Victime d'une naissance irrégulière, enfermée dans une situation de famille extraordinairement compliquée, Julie de Lespinasse fut remarquée par sa tante naturelle, la marquise du Deffand, qui l'emmena à Paris comme lectrice. Quelques années plus tard, elle dirigeait un des plus grands salons littéraires de tout le XVIII e siècle et devenait l'égérie des Encyclopédistes. Pourtant, c'est comme l'une des plus grandes amoureuses de tous les temps que Julie de Lespinasse est passée à la postérité. Ses lettres au comte de Guibert, un brillant officier de l'armée royale, la classent au premier rang de la littérature amoureuse, aux côtés de la religieuse portugaise et, plus près de nous, de Mireille Sorgue. Elles eurent une influence considérable sur la génération qui précéda l'explosion romantique (Benjamin Constant, Madame de Staël, Sainte-Beuve).
En s'appuyant sur cette correspondance capitale, le duc de Castries retrace pour nous la destinée singulière de Julie de Lespinasse, sa vie amoureuse passionnante et riche en épisodes mystérieux.

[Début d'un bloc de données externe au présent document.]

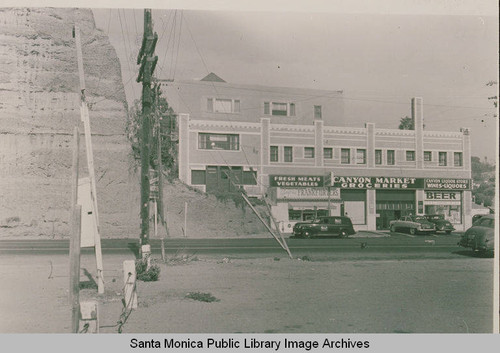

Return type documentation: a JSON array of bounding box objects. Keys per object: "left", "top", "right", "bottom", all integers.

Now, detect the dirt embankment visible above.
[{"left": 0, "top": 8, "right": 270, "bottom": 239}]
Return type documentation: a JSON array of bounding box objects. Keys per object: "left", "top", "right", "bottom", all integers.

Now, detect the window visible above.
[
  {"left": 264, "top": 102, "right": 295, "bottom": 116},
  {"left": 284, "top": 146, "right": 293, "bottom": 163},
  {"left": 198, "top": 132, "right": 240, "bottom": 151},
  {"left": 314, "top": 105, "right": 321, "bottom": 119},
  {"left": 356, "top": 148, "right": 366, "bottom": 164},
  {"left": 453, "top": 152, "right": 463, "bottom": 167},
  {"left": 264, "top": 102, "right": 270, "bottom": 115},
  {"left": 304, "top": 147, "right": 314, "bottom": 158},
  {"left": 207, "top": 98, "right": 240, "bottom": 113},
  {"left": 270, "top": 146, "right": 278, "bottom": 162},
  {"left": 323, "top": 147, "right": 333, "bottom": 159},
  {"left": 340, "top": 148, "right": 351, "bottom": 164},
  {"left": 439, "top": 152, "right": 447, "bottom": 166},
  {"left": 387, "top": 150, "right": 396, "bottom": 165},
  {"left": 375, "top": 150, "right": 382, "bottom": 164}
]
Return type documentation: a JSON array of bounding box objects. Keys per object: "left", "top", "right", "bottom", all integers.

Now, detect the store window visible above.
[
  {"left": 340, "top": 148, "right": 351, "bottom": 164},
  {"left": 284, "top": 146, "right": 293, "bottom": 163},
  {"left": 387, "top": 150, "right": 396, "bottom": 165},
  {"left": 453, "top": 152, "right": 463, "bottom": 167},
  {"left": 198, "top": 132, "right": 240, "bottom": 151},
  {"left": 425, "top": 205, "right": 462, "bottom": 224},
  {"left": 323, "top": 147, "right": 333, "bottom": 159},
  {"left": 264, "top": 102, "right": 295, "bottom": 116},
  {"left": 207, "top": 98, "right": 240, "bottom": 113},
  {"left": 356, "top": 148, "right": 366, "bottom": 164},
  {"left": 270, "top": 146, "right": 278, "bottom": 162},
  {"left": 375, "top": 150, "right": 382, "bottom": 164},
  {"left": 304, "top": 147, "right": 314, "bottom": 158},
  {"left": 439, "top": 152, "right": 448, "bottom": 167},
  {"left": 314, "top": 105, "right": 322, "bottom": 119}
]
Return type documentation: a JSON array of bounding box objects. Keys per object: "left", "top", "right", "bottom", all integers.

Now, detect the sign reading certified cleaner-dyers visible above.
[{"left": 269, "top": 175, "right": 324, "bottom": 188}]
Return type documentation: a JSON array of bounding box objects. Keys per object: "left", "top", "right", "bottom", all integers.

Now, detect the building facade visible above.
[{"left": 170, "top": 76, "right": 472, "bottom": 232}]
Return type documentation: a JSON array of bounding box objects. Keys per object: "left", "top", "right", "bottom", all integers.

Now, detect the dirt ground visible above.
[{"left": 0, "top": 250, "right": 493, "bottom": 333}]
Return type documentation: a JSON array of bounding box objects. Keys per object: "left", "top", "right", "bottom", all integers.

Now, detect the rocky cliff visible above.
[
  {"left": 0, "top": 8, "right": 270, "bottom": 238},
  {"left": 0, "top": 8, "right": 139, "bottom": 237}
]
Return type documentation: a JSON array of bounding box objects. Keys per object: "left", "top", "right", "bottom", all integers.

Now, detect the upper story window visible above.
[
  {"left": 283, "top": 146, "right": 293, "bottom": 162},
  {"left": 387, "top": 150, "right": 396, "bottom": 165},
  {"left": 264, "top": 102, "right": 295, "bottom": 116},
  {"left": 453, "top": 152, "right": 463, "bottom": 167},
  {"left": 375, "top": 150, "right": 382, "bottom": 164},
  {"left": 207, "top": 98, "right": 240, "bottom": 113},
  {"left": 340, "top": 148, "right": 351, "bottom": 164},
  {"left": 356, "top": 148, "right": 366, "bottom": 164},
  {"left": 314, "top": 105, "right": 322, "bottom": 119},
  {"left": 304, "top": 147, "right": 314, "bottom": 158},
  {"left": 198, "top": 132, "right": 240, "bottom": 151},
  {"left": 439, "top": 152, "right": 448, "bottom": 167},
  {"left": 323, "top": 147, "right": 333, "bottom": 159},
  {"left": 270, "top": 146, "right": 278, "bottom": 162},
  {"left": 406, "top": 151, "right": 415, "bottom": 162}
]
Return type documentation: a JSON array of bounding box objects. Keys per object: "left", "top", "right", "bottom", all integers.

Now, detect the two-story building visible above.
[{"left": 161, "top": 75, "right": 472, "bottom": 232}]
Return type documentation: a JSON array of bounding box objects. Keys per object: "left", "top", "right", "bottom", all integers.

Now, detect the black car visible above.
[
  {"left": 293, "top": 216, "right": 356, "bottom": 238},
  {"left": 425, "top": 214, "right": 455, "bottom": 234}
]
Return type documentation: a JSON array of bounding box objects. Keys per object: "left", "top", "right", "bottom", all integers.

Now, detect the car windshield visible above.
[{"left": 477, "top": 218, "right": 495, "bottom": 228}]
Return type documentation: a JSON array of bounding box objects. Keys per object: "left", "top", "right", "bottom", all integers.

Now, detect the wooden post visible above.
[
  {"left": 123, "top": 260, "right": 137, "bottom": 310},
  {"left": 184, "top": 201, "right": 187, "bottom": 237},
  {"left": 69, "top": 205, "right": 82, "bottom": 333},
  {"left": 76, "top": 300, "right": 99, "bottom": 333},
  {"left": 74, "top": 26, "right": 104, "bottom": 294},
  {"left": 69, "top": 126, "right": 82, "bottom": 333}
]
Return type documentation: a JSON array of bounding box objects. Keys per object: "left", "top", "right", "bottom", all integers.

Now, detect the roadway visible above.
[{"left": 0, "top": 232, "right": 484, "bottom": 258}]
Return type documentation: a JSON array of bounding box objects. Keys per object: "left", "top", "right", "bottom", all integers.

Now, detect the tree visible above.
[
  {"left": 399, "top": 116, "right": 415, "bottom": 130},
  {"left": 126, "top": 92, "right": 178, "bottom": 178}
]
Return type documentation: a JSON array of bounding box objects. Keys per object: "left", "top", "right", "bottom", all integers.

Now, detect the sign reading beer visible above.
[
  {"left": 333, "top": 176, "right": 424, "bottom": 189},
  {"left": 269, "top": 175, "right": 324, "bottom": 188},
  {"left": 276, "top": 187, "right": 340, "bottom": 200},
  {"left": 425, "top": 191, "right": 462, "bottom": 201},
  {"left": 425, "top": 178, "right": 471, "bottom": 190}
]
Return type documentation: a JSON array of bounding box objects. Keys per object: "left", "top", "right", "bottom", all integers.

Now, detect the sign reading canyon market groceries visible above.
[
  {"left": 333, "top": 176, "right": 424, "bottom": 189},
  {"left": 269, "top": 175, "right": 324, "bottom": 188}
]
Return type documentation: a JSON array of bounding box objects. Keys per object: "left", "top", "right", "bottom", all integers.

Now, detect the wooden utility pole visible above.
[
  {"left": 73, "top": 26, "right": 104, "bottom": 294},
  {"left": 137, "top": 9, "right": 158, "bottom": 245}
]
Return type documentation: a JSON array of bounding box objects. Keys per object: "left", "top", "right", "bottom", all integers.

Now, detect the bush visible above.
[{"left": 135, "top": 259, "right": 160, "bottom": 282}]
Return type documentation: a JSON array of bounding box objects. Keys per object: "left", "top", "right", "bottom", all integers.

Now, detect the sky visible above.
[{"left": 5, "top": 0, "right": 498, "bottom": 161}]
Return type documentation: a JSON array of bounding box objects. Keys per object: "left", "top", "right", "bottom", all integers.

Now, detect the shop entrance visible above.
[{"left": 376, "top": 190, "right": 415, "bottom": 229}]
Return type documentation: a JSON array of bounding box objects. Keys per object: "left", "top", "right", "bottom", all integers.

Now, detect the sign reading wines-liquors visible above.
[{"left": 269, "top": 175, "right": 324, "bottom": 188}]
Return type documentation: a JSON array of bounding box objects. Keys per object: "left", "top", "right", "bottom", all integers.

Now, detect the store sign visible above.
[
  {"left": 269, "top": 175, "right": 324, "bottom": 188},
  {"left": 333, "top": 176, "right": 424, "bottom": 189},
  {"left": 276, "top": 187, "right": 340, "bottom": 200},
  {"left": 425, "top": 178, "right": 471, "bottom": 190},
  {"left": 425, "top": 191, "right": 462, "bottom": 201}
]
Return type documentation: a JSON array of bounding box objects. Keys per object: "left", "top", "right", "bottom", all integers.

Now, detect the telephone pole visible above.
[{"left": 137, "top": 9, "right": 158, "bottom": 245}]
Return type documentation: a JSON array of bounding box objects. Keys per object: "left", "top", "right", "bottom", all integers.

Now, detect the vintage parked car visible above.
[
  {"left": 389, "top": 216, "right": 436, "bottom": 235},
  {"left": 458, "top": 214, "right": 495, "bottom": 252},
  {"left": 293, "top": 216, "right": 356, "bottom": 238},
  {"left": 425, "top": 214, "right": 455, "bottom": 234}
]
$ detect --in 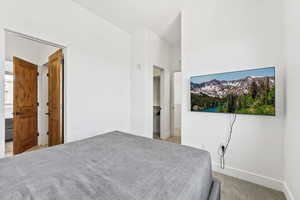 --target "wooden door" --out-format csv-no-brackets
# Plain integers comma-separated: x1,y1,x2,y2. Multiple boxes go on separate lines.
48,49,63,146
13,57,38,154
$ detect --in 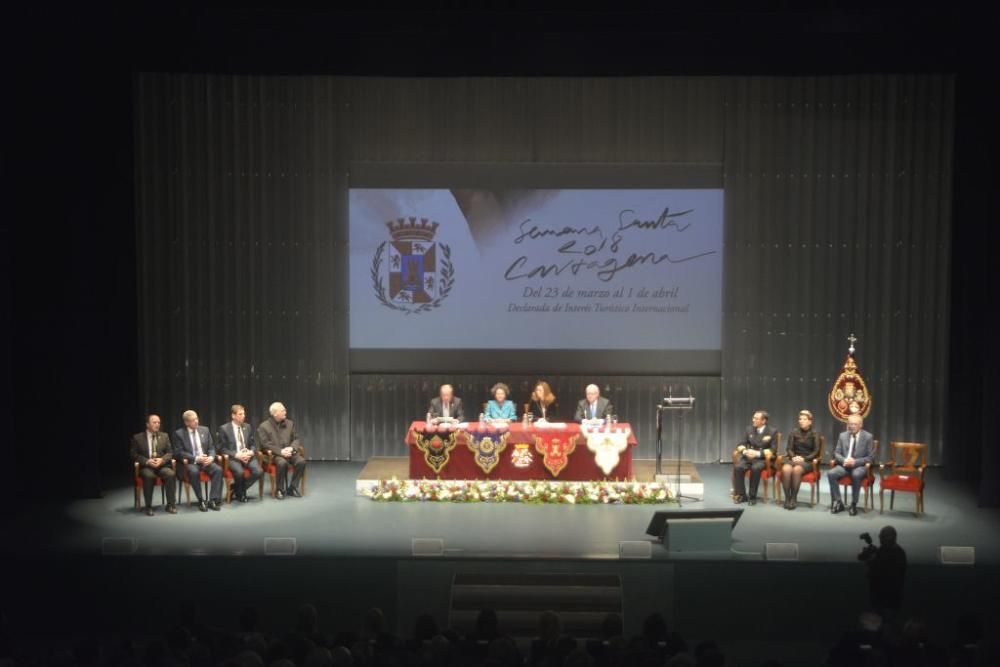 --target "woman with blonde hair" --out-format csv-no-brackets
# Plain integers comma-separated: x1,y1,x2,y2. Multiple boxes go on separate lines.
525,380,559,422
486,382,517,421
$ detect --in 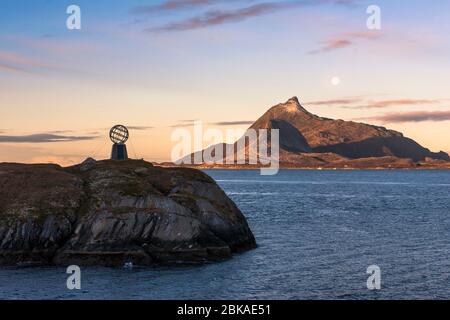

Fin connaisseur du XVIII e siècle, il nous donne là une grande biographie très émouvante et qui restitue à merveille l'atmosphère de l'époque.
René de Castries passe son enfance dans le Gard, au château de Gaujac et à Nîmes. Il y entreprend ses études, qu'il poursuit au collège Saint-Jean de Fribourg et à l’école Sainte-Geneviève de Versailles avant de suivre les cours de l'École libre des sciences politiques dont il obtient le diplôme en 1932 dans la section Finances publiques. Il se destine alors à la diplomatie, mais renonce à cette vocation après son mariage, en 1934, avec Monique de Cassagne, issue d'une famille biterroise. Il a trois enfants : Jean-François, Nicole, comtesse de Brion, et Claude, baronne de Grandmaison, dont la fille, Anne épousera son cousin, Henri de Castries.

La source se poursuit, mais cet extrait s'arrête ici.